Quels sont les motifs les plus fréquents de rejet par la CEDH ?

Les motifs les plus fréquents de rejet sont des motifs tirés de la recevabilité de la requête, ce qui correspond à 90% des requêtes déposées. Parmi les irrecevabilités, on trouve majoritairement le non-épuisement des voies de recours internes.

La CEDH vérifie-t-elle les preuves ?

La Cour européenne des droits de l’homme n’est pas une juridiction de quatrième instance : elle ne rejuge ni les faits ni l’appréciation des preuves réalisée par les juridictions nationales. En principe, il appartient aux juges internes d’établir les faits et d’évaluer la valeur probante des éléments produits.

En revanche, la Cour contrôle si la manière dont les preuves ont été recueillies et appréciées respecte les garanties de la Convention, notamment le droit à un procès équitable. Elle peut ainsi constater une violation lorsque l’utilisation d’une preuve porte atteinte aux droits de la défense, à l’égalité des armes ou au contradictoire, ou encore lorsque l’appréciation des preuves apparaît arbitraire au regard de la Convention.

Puis-je déposer une requête sans avocat ?

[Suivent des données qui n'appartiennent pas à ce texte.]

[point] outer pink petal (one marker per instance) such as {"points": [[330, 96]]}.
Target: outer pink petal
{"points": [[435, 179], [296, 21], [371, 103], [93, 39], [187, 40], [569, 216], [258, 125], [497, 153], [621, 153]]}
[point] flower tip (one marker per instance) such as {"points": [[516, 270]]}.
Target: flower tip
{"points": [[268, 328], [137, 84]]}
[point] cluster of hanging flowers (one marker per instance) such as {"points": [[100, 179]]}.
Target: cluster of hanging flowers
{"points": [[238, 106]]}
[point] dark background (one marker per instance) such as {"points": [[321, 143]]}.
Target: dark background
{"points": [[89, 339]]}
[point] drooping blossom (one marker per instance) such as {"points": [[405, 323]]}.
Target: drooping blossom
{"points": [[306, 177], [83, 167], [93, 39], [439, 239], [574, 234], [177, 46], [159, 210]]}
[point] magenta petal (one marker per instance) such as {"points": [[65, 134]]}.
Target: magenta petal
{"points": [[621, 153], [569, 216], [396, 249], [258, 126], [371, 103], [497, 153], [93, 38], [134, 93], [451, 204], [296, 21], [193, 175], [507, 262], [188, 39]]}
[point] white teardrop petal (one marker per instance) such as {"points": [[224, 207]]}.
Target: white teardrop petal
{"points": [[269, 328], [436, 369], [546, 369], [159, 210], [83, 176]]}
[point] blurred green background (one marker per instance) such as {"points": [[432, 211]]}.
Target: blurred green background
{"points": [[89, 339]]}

Selon l’article 36 du Règlement de la Cour, il est possible pour un requérant de déposer une requête soit par lui-même, soit par l’intermédiaire d’un représentant. L’avocat n’est donc pas obligatoire à ce stade de la procédure. Toutefois, lorsque la requête est notifiée à la Partie contractante défenderesse, il est nécessaire de se faire représenter par un conseil habilité, tel qu’un avocat, sauf décision contraire du président de la chambre.

La Cour réexamine-t-elle les faits ?

La Cour n’est pas un quatrième degré de juridiction, elle s’appuie en premier lieu sur les faits retenus par les tribunaux nationaux. Néanmoins, elle est libre de requalifier les faits puisque la Cour emploie des notions autonomes ou encore de les remettre en question en cas de carence manifeste des juridictions nationales.

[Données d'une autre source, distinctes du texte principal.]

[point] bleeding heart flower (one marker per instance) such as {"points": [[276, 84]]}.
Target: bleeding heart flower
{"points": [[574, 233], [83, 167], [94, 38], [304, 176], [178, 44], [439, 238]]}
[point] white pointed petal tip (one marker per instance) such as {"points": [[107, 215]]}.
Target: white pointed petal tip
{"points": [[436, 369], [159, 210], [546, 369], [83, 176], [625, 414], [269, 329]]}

Quelles sont les chances de succès d’une requête CEDH ?

Pour qu’une requête CEDH ait des chances de succès, il faut d’abord qu’elle soit recevable. Il vous appartient donc de vérifier que votre requête remplit les conditions posées par les articles 34 et 35 de la Convention. Par ailleurs, elle doit être rédigée dans la forme exigée par l’article 47 du règlement de la Cour.

Dans un second temps, est conseillé de recueillir des preuves des faits allégués afin d’établir un solide argumentaire. En tout état de cause, il vous appartient de vous rapprocher d’un avocat compétent afin qu’il puisse vous aiguiller sur vos chances de succès.